The path to a WebJar's contents must be in the form:
META-INF/resources/webjars/${name}/${version}
This path structure was chosen because it can be universally supported by Java Web Frameworks and by including the version number in the path, far-future-expires can be easily used for aggressive caching.
The version number must only be in the WebJar path, not in files.
The version number is the upstream version, not the WebJar version. Most of the time these are the same. But sometimes there are packaging bugs in a WebJar that cause a version bump in just the WebJar version.
The upstream source must be a versioned artifact. If the upstream source doesn't provide a released version then either use a commit date + git commit ID (eg. 20140708-394bf29) or fork the upstream project and apply semantic versioning.
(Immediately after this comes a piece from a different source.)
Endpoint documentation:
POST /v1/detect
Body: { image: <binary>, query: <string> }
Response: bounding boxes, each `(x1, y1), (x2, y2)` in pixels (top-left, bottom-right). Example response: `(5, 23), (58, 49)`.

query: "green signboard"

The artifactId should always be lowercased. It can be built from (by order of preference):
The name used for bower / npm releases of the library
The upstream GitHub repository name of the library
The name of the library
If the upstream source is a fork of an official library then the artifactId should indicate that, like "jquery-foo" where "foo" is the fork owner.
Building WebJars
The purpose of a WebJar build is to download a specific version of a web library and package it into the WebJars form.
Simple web libraries may be downloaded as it's individual source files. But usually the web library is downloaded as zip file, then extracted and arranged into the right form.
A starter Maven build pom.xml file looks like:
Releasing WebJars
The webjars.org website pulls its list of WebJars from artifacts with a groupId of org.webjars on Maven Central.